Wobei das mit der Bühne so eine Sache ist: Tatsächlich ließ Akgün ihr vor dem Stadttheater wartendes Publikum erst mal einsammeln und etwas weiter runter ins Steintorviertel führen: in ein unscheinbares leer stehendes Haus zwischen all den Traditionsgeschäften, Partytourist:innen und den Altbauwohnungen gutsituierter Linksalternativer. Und da sitzt man schließlich mit Brecht im Leerstand, während draußen Fußgänger:innen, Straßenbahnen und die feministische Walpurgisdemo am Schaufenster vorbeiziehen.
Das Stück selbst versteht Akgün als „Fragment im Fragment“, als ein Theaterexperiment mit eingestreuter Theorie und Brecht’schem V-Effekt, wie man ihn so buchstabengetreu nur selten zu Gesicht bekommt.

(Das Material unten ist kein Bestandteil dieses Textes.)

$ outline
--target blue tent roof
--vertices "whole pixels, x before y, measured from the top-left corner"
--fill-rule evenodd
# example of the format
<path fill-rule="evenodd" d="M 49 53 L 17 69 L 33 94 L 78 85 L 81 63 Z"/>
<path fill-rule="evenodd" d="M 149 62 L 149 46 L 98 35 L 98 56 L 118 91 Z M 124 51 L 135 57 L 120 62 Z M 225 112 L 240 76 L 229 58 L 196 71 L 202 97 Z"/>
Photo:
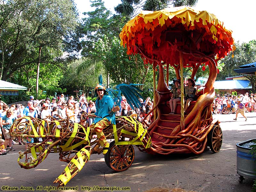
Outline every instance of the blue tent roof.
<path fill-rule="evenodd" d="M 239 66 L 240 69 L 234 69 L 236 72 L 240 74 L 256 75 L 256 62 Z"/>
<path fill-rule="evenodd" d="M 252 63 L 249 64 L 246 64 L 244 65 L 239 66 L 239 68 L 248 68 L 248 67 L 256 67 L 256 62 Z"/>
<path fill-rule="evenodd" d="M 249 80 L 216 81 L 214 83 L 214 87 L 216 89 L 252 89 L 252 86 L 249 86 L 250 83 Z"/>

Vor einem grob aufgemalten Brotregal räsonieren Christian Freund und Patrick Balaraj Yogarajan über Rollen, Personal und ihre Regisseurin. Sie wiederholen Szenen, lassen andere aus – und probieren sich in verschiedenen Versionen der Hauptrolle Witwe Qeck. Das alles ist sehr meta – sagt wohl mehr über Theater über die Gesellschaft –, ist dabei aber ausgesprochen unterhaltsam bis hin zur gerappten Antwort auf die Frage, wie sich das „Theater der Subalternen“ mit der „Musik der Subalternen“ verträgt.
Im Schwitzkasten der Banken
Inhaltlich bleibt derweil die besagt Frau Qeck auf teurem Feuerholz sitzen, weil ihr Chef vom Hauseigentümer unter Druck gesetzt wird, den wiederum die Banken im Schwitzkasten haben. Kurz gesagt: Es geht ums institutionalisierte Nach-unten-Treten in einem noch sehr klassischen und modellhaften Kapitalismus und eher nebenbei um die Plot- und Diskursfäden, die sich von hier aus zu Kleingewerbe, Zeitungsjungen, Immobilienfirmen und der Heilsarmee entspinnen.

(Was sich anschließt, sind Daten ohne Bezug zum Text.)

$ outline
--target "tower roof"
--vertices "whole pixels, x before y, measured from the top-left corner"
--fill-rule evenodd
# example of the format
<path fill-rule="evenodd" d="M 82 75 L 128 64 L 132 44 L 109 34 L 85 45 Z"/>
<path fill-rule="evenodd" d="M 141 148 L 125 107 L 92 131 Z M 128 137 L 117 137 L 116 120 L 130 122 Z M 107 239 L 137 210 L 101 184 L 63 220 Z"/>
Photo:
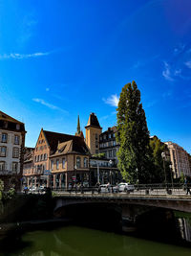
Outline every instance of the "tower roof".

Wie gesagt: Meistens ist das lustig und bisweilen auch tatsächlich aufrüttelnd, was vor allem an Christian Freunds bis punktgenau am Rand des Erträglichen dosierten Pathos liegt.
Dass es beim Lehrstück über Lehrstücke aber nicht bleiben soll, war das ausdrücklich erklärte Ziel der Veranstaltung. Darum wird man nach dem Stück aufgefordert, das Haus vom Keller bis in den dritten Stock in Ruhe abzulaufen. Zwischen atmosphärischen Lichtinstallationen, krudem Interieur und in der Badewanne gespielten Szenen stehen hier vor allem Lavinia Moroffs Interviewvideos im Mittelpunkt: Gespräche mit Menschen aus der Stadtgesellschaft, die sich mit den im Stück angerissenen Themen in der Praxis auseinandersetzen.
Arg viel Theorie
Doch so interessant die Gespräche im Einzelnen auch sein mögen: Sie schütten dann letztlich doch auch arg viel Theorie auf einen diskursmäßig bereits übersättigten Theaterabend. Und das in mitunter auch ärgerlicher Unschärfe. So kann man sich bei allem berechtigten Zorn über Bremer Wohnungspolitik schon fragen, ob die hiesigen Wohnungsnöte tatsächlich so viel mit den Leerständen zu tun haben. In den Videos ist meist von Geschäftsräumen die Rede, von Zwischennutzung durch Künstler:innen und Start-ups.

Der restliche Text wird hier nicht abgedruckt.